Prognosis dan Komplikasi Epilepsi
Kondisi epilepsi sangat heterogen sehingga prognosisnya sulit ditentukan. Walau demikian, terdapat faktor-faktor yang dapat mempengaruhi prognosis epilepsi, seperti hasil elektroensefalografi (EEG), usia, dan respon terhadap monoterapi antiepileptik.
Komplikasi
Komplikasi epilepsi yang merupakan kelainan neurologis mencakup tiga hal berikut:
-
Gangguan psikiatrik, prevalensi gangguan psikiatri meningkat pada pasien epilepsi, seperti gangguan mood, gangguan kecemasan, atau attention deficit hyperactivity disorder (ADHD)

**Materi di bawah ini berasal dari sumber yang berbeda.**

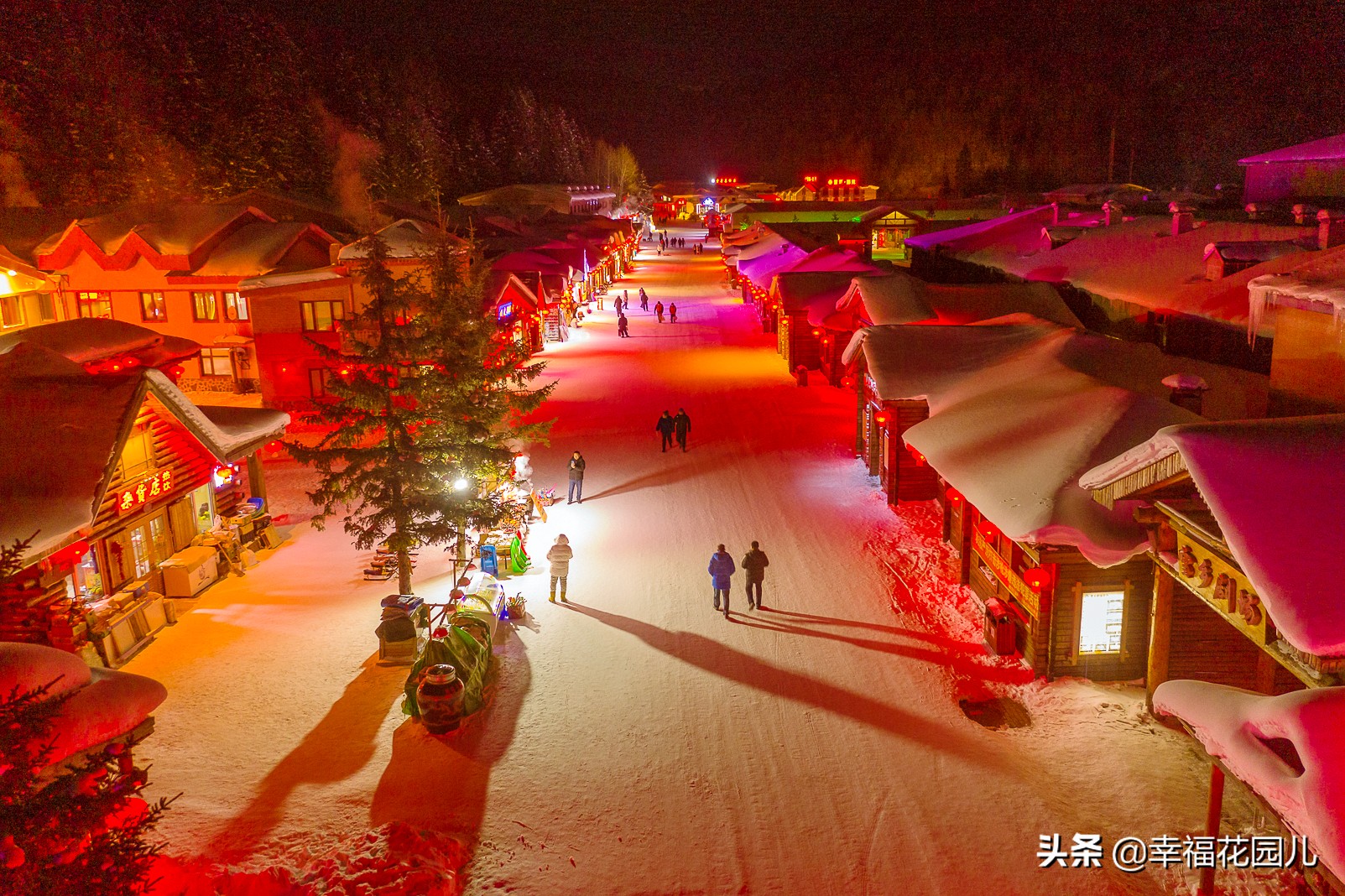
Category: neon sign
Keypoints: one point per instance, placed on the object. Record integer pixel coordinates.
(149, 488)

- Gangguan kognitif, pasien epilepsi mengalami abnormalitas kognitif dibanding orang normal pada umur yang sama. Pasien epilepsi sering ditemukan mengalami kurang prestasi akademik (tinggal kelas, harus mendapatkan jam pelajaran tambahan)
-
Gangguan perilaku dan adaptasi sosial, pasien epilepsi dapat mengalami gangguan dalam bersosialisasi dan membina hubungan antar individu.[12]

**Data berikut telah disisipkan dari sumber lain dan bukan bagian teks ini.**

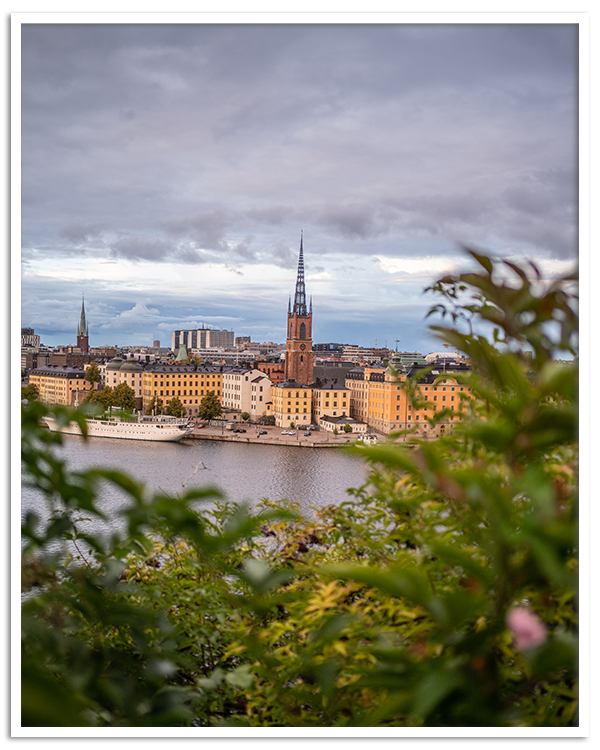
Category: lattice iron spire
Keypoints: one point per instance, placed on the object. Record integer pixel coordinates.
(300, 296)
(82, 329)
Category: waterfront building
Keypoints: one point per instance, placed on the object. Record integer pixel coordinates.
(83, 340)
(291, 404)
(379, 397)
(245, 391)
(330, 399)
(331, 424)
(298, 351)
(273, 369)
(358, 382)
(189, 383)
(60, 384)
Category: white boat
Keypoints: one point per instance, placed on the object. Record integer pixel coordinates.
(158, 428)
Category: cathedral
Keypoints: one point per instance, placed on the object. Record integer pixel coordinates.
(292, 400)
(298, 350)
(83, 338)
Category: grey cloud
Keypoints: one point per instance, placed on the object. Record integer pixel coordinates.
(78, 232)
(208, 228)
(142, 248)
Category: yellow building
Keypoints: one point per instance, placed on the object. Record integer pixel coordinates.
(330, 399)
(60, 384)
(291, 403)
(382, 395)
(185, 382)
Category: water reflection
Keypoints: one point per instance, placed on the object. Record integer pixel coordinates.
(244, 472)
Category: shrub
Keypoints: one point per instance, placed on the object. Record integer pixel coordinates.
(442, 593)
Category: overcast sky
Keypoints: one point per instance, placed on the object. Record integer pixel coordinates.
(168, 170)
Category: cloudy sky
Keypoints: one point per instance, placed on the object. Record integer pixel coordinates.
(168, 170)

Salah satu komplikasi epilepsi yang berbahaya adalah kematian akibat sudden unexpected death in epilepsy (SUDEP) yaitu kematian akibat serangan epilepsi yang terjadi pada saat tidur dengan posisi yang dapat menghambat jalan napas. Insidensinya diperkirakan 1,2 per 1.000 penderita epilepsi dan paling sering terjadi pada pasien dewasa muda.[13]
Prognosis
Belum ada faktor prognostik yang dapat memprediksi setiap hasil akhir dari epilepsi dikarenakan heterogenisitas dari kondisi epilepsi itu sendiri. Pada laki-laki, remisi ditemukan lebih cepat dibandingkan dengan perempuan. Pasien dengan kelainan pada hasil EEG cenderung mengalami kegagalan terapi dibandingkan dengan pasien epilepsi dengan EEG normal. Remisi juga lebih cepat terjadi pada anak-anak dan pasien usia tua dibandingkan dengan pasien dewasa muda.[14]

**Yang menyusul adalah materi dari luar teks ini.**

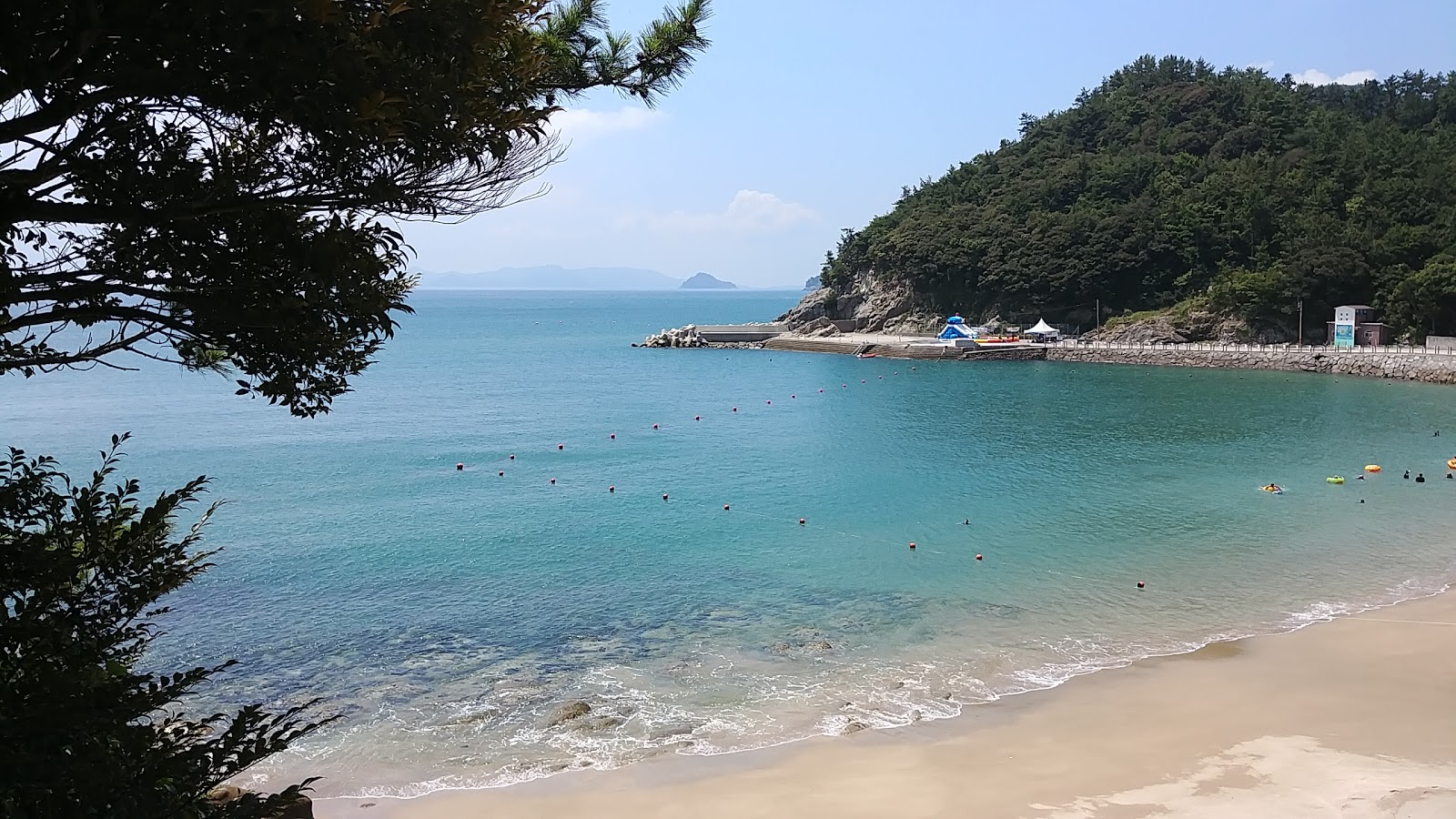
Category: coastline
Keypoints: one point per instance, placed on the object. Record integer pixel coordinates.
(1350, 714)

Pasien yang pertama kali didiagnosis epilepsi dan responsif terhadap monoterapi obat antiepilepsi memiliki angka bebas kejang yang lebih tinggi dibandingkan dengan pasien epilepsi yang harus mendapatkan dua jenis obat antiepilepsi atau lebih.[3]
Pasien anak yang yang telah dilakukan hemisferektomi mengalami angka bebas kejang selama 5 tahun sebesar 63%.[15] Sementara pada pasien yang dilakukan implantasi dan neurostimulasi responsif, terdapat penurunan kejadian serangan epileptik sebesar 53% dalam 2 tahun.[16]